The Houthis have already gained notoriety for attacking commercial ships in the Red Sea and Gulf of Aden, sinking a few of them, killing and wounding seafarers, and disrupting global maritime traffic. Their success in these two regions since November 2023 and their ability to target at least two ships in the Arabian Sea and Indian Ocean have emboldened them, making it easy for them to claim attacks beyond their usual area of operation.
Military Capabilities Against Ships
The Houthis have a wide range of weapons, such as ballistic missiles and air-breathing cruise missiles and drones, which could pose a significant antiaccess/area-denial threat to shipping and ports in the Red Sea, Bab al-Mandab, Gulf of Aden, and Arabian Sea.
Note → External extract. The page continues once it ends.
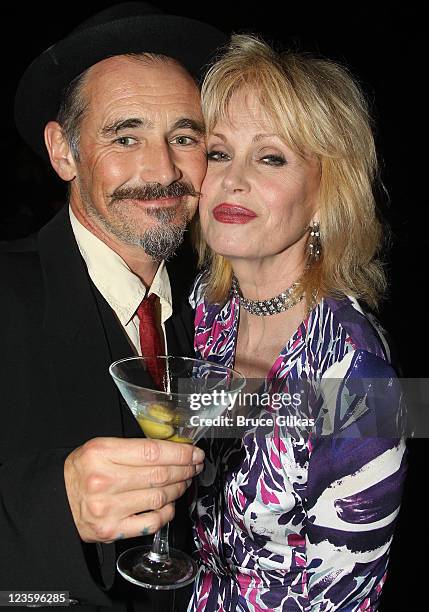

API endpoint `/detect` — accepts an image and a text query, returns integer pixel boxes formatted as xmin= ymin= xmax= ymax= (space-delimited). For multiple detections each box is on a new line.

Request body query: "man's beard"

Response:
xmin=81 ymin=181 xmax=199 ymax=261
However, despite the group’s claims that its Sammad-4 and Waid one-way attack drones (OWADs) have ranges in excess of two thousand kilometers, it is not likely that the Houthis have an OWAD that can reach much beyond one thousand kilometers. Based on available information, it is therefore very unlikely that they are attacking Haifa port facilities or maritime targets in the East Mediterranean directly from Yemen using drones and antiship missiles.
The distance from Haifa to known Houthi drone launch sites is two thousand kilometers in a direct line, and about 2,200 kilometers for a more realistic flight path along the Red Sea median line and eastern Sinai desert.
The Houthis might still attempt to fire some of their longer-range Qadr ballistic missiles, which can barely reach the Haifa area and cannot attack moving or relocatable targets. They could, however, compensate by launching from Iraq in cooperation with Iraqi armed groups, reducing the range required to reach Haifa to 500 kilometers or less. The Islamic Revolutionary Guard Corps could be expected to play a major coordinating and logistical role in such a franchising operation.
That said, Israeli air and missile defenses and those of other countries in the region, as well as the United States, have proved very capable of intercepting any such rocket and air-breathing threats against Israel. There is cooperation including intelligence sharing via datalink, priority emails, text messages, and telephone hotlines. This quasi-coordinated defensive network could face a new challenge if Hezbollah, with its unhindered line of sight, enters the East Mediterranean theater as part of a wider conflict with Israel. Hezbollah is not known to have anything more than Noor (C-802) and Nasr (C-704) radar-guided antiship cruise missiles in its arsenal, with a maximum range of 120 kilometers. However, it likely already has, or may soon have, almost any weapons in the arsenals of the Houthis or the Popular Mobilization Forces in Iraq.